Star formation in massive clusters

Galaxy clusters are the largest structures in the Universe. The evolution of their constituent galaxies is a product of both nature (e.g. individual galaxy mass) and nurture (the local environment). The purpose of my ongoing research is to improve constraints on the relative importance of these effects.

The influence of cluster mergers

The core passage phase of a massive cluster merger may produce a shock front moving through the intracluster medium. This density wave could affect cluster galaxies via induced starbursts or extreme ram-pressure stripping.

The Frontier Field cluster Abell 2744 is a complex massive merger with a supersonic bullet-like subcomponent. Within the halo populatio behind this sub-cluster, I identified a trail of star-forming and dust-stripped sources including several extreme jellyfish-type galaxies. The orientation of the trail is consistent with a significant influence from the passing shock front.

-- Rawle et al., 2014, MNRAS, 442, 196

Trail of transformation behind the shock front in A2744
Several starburst and jellyfish galaxies (such as the stripped source shown to the right) lie along the estimated dynamic axis of the bullet-like subcomponent

Further investigation of the significance of cluster-scale dynamics on galaxy evolution requires a large cluster sample. I am currently working on a UV-IR analysis of 65 clusters at z~0.2-0.8 which includes both massive mergers and more virialised systems (in a sample including LoCuSS, CLASH and HST Frontier Fields).

The origin of S0 galaxies

With their spheroidal bulge and flat, mostly gas-free disc, S0 (lenticular) galaxies have long been postulated as a transitional stage between spiral and elliptical galaxies. Within the Coma cluster, the offset of S0s from the spiral galaxies Tully-Fisher relation (luminosity vs maximum rotational velocity), exhibits a correlation with projected cluster-centric radius. Since local environment is correlated with time of accretion into the cluster, the results support a scenario in which transformation of spirals to S0s is triggered by cluster infall.

-- Rawle et al., 2013, MNRAS, 433, 2667

S0 TFR offset in Coma
S0s in the Coma cluster are systematically offset from the spiral Tully-Fisher relation, corresponding to their distance from the cluster centre

Clusters as gravitational telescopes

Recent studies suggest that high-redshift galaxies harbour different modes of star formation, or physical conditions, compared to local galaxies. However, even the deepest far-infrared blank-field surveys are limited by the inherent confusion noise to ULIRGs at z>2.

Gravitational lensing offers a powerful tool to explore intrinsically fainter systems, yet the discovery of galaxy-galaxy lenses in field surveys is serendipitous. Lensing by galaxy clusters offers a known target with an increased probability of significant amplification. The "Herschel Lensing Survey" (HLS) offers a large sample of 65 cluster telescopes through which to observe the high redshift Universe.
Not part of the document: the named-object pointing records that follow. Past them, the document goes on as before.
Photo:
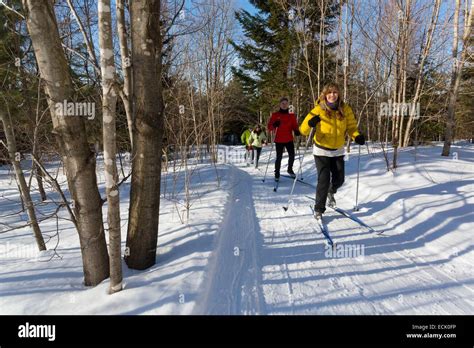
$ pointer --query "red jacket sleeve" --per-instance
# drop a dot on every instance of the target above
(270, 123)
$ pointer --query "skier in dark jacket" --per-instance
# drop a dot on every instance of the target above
(283, 124)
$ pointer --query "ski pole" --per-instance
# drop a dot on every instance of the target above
(270, 155)
(356, 207)
(301, 164)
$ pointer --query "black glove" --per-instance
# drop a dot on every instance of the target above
(360, 139)
(314, 121)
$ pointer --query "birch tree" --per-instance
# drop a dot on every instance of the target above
(456, 71)
(144, 208)
(24, 190)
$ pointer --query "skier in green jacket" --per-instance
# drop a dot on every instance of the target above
(245, 138)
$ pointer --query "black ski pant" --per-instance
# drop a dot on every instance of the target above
(290, 147)
(330, 178)
(257, 150)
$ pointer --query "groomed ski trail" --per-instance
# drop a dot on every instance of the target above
(293, 274)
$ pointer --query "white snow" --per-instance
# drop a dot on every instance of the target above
(241, 253)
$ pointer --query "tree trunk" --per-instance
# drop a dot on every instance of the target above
(109, 103)
(24, 190)
(456, 75)
(126, 66)
(144, 209)
(70, 131)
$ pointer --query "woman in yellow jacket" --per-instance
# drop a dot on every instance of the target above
(332, 119)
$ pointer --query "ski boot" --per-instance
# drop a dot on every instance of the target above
(318, 215)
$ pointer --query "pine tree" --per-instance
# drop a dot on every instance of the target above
(272, 63)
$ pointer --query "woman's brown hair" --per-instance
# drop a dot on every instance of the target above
(332, 87)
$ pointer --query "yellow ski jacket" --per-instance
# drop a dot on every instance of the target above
(331, 131)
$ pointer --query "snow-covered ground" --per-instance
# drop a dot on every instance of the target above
(241, 253)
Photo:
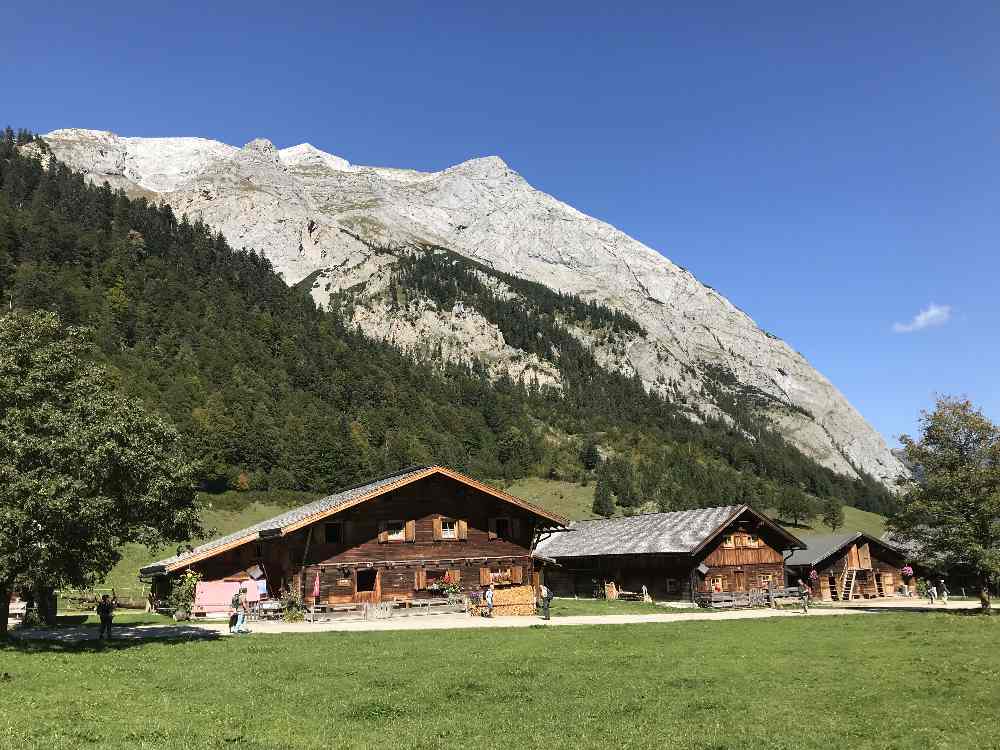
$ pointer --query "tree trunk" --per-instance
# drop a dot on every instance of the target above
(45, 601)
(4, 608)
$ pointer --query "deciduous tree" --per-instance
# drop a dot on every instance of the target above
(950, 515)
(83, 470)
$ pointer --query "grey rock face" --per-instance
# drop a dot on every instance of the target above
(305, 209)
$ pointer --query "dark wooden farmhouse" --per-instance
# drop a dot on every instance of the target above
(395, 538)
(674, 555)
(853, 565)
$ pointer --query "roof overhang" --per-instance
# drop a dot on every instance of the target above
(276, 532)
(794, 541)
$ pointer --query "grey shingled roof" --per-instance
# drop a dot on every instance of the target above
(288, 518)
(650, 533)
(821, 547)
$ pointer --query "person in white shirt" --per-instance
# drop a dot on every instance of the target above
(489, 601)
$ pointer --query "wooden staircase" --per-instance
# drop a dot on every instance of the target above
(847, 586)
(879, 590)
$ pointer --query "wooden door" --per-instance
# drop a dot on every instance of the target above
(367, 586)
(864, 556)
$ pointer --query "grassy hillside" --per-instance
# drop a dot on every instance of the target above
(854, 520)
(567, 499)
(219, 517)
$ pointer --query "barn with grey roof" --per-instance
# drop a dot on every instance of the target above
(677, 555)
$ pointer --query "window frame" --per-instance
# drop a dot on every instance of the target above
(506, 520)
(390, 535)
(453, 537)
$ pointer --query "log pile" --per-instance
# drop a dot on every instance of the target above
(508, 601)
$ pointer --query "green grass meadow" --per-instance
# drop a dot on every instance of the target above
(866, 681)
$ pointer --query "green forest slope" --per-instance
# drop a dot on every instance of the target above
(273, 394)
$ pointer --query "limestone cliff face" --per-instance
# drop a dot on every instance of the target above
(315, 213)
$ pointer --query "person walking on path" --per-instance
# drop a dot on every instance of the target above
(545, 593)
(106, 613)
(489, 601)
(931, 592)
(943, 592)
(804, 596)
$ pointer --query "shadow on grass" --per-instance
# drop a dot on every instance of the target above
(85, 639)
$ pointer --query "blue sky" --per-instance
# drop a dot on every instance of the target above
(833, 171)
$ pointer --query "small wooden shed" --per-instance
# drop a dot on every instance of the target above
(852, 565)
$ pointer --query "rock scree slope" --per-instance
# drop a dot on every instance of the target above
(316, 215)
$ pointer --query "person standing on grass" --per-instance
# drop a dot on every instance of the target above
(240, 605)
(489, 601)
(804, 596)
(943, 592)
(546, 598)
(106, 613)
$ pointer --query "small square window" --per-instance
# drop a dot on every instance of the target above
(395, 531)
(333, 533)
(503, 528)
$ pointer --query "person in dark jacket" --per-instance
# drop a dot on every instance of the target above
(106, 613)
(545, 597)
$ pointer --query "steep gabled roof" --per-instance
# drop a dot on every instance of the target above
(821, 547)
(679, 532)
(296, 518)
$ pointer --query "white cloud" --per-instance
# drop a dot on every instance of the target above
(930, 316)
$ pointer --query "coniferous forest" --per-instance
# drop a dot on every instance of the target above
(271, 392)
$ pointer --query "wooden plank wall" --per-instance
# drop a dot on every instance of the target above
(294, 562)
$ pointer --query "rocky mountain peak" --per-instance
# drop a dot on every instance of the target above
(315, 215)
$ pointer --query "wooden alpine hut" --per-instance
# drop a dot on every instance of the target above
(400, 537)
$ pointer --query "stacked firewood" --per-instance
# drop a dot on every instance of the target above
(507, 601)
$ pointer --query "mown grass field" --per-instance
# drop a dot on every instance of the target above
(865, 681)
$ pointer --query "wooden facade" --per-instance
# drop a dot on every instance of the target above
(863, 567)
(396, 546)
(744, 554)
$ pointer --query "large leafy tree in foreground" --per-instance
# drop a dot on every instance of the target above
(951, 514)
(83, 470)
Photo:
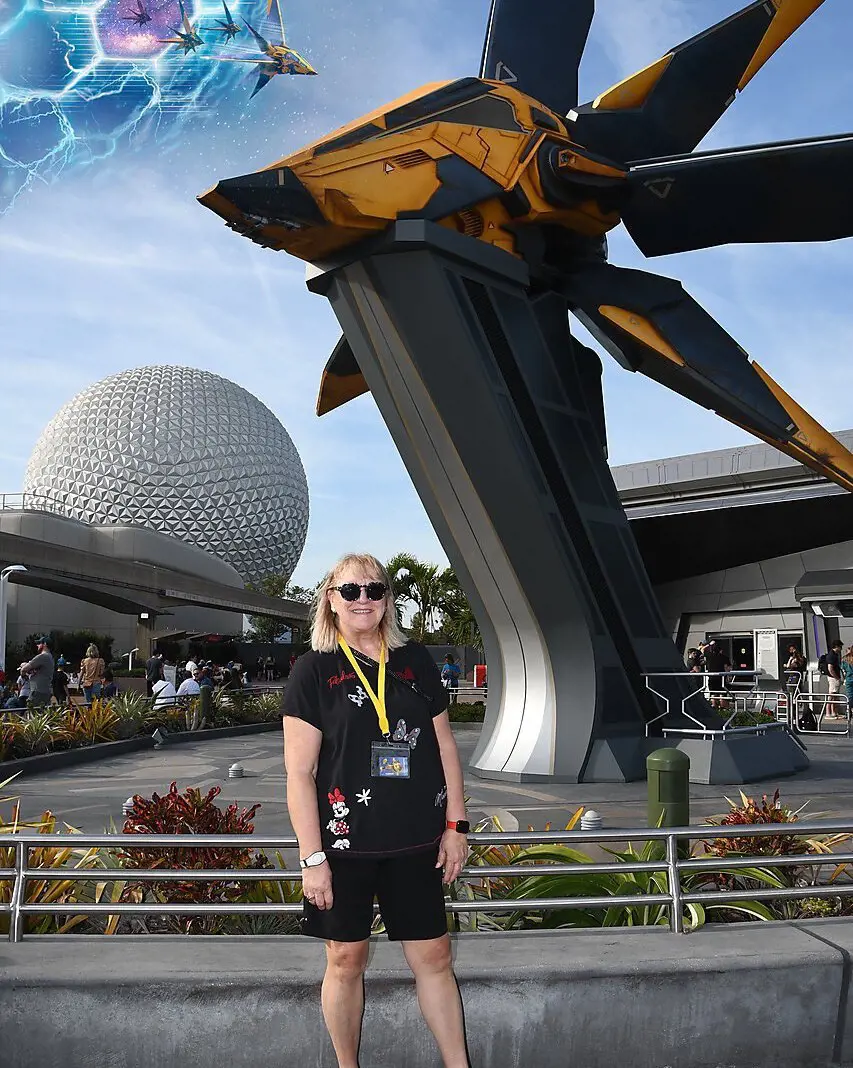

Spatially resolved maps of a merging system at z=5.2

Behind the massive cluster Abell 773 lies a high-redshift system of three merging galaxies (HLS0918). The gravitational lensing effect magnifies the system at z~5.2, allowing us to detect many atomic and molecular emission lines (including [CII], CO, [NII] and water), as well as create map with sub-Kpc resolution.

-- Rawle et al., 2014, ApJ, 783, 59

HLS0918
HLS0918, originally discovered in the Herschel far-infrared data (left), is gravitationally lensed by the periphery of A773. The magnification allows kinematic components to be associated with distinct spatial regions in the image plane

A large sample of well-constrained HLS sources

Analysis of strongly lensed sources has now reached the era of statistical samples. Using fully band-merged (UV to submm) source catalogues for the 65 HLS clusters, I am currently compiling a large sample of intrinsically faint (cluster-lensed) galaxies at redshift z>1. With this sample, I intend to explore evolution via star formation of "normal" galaxies through cosmic time.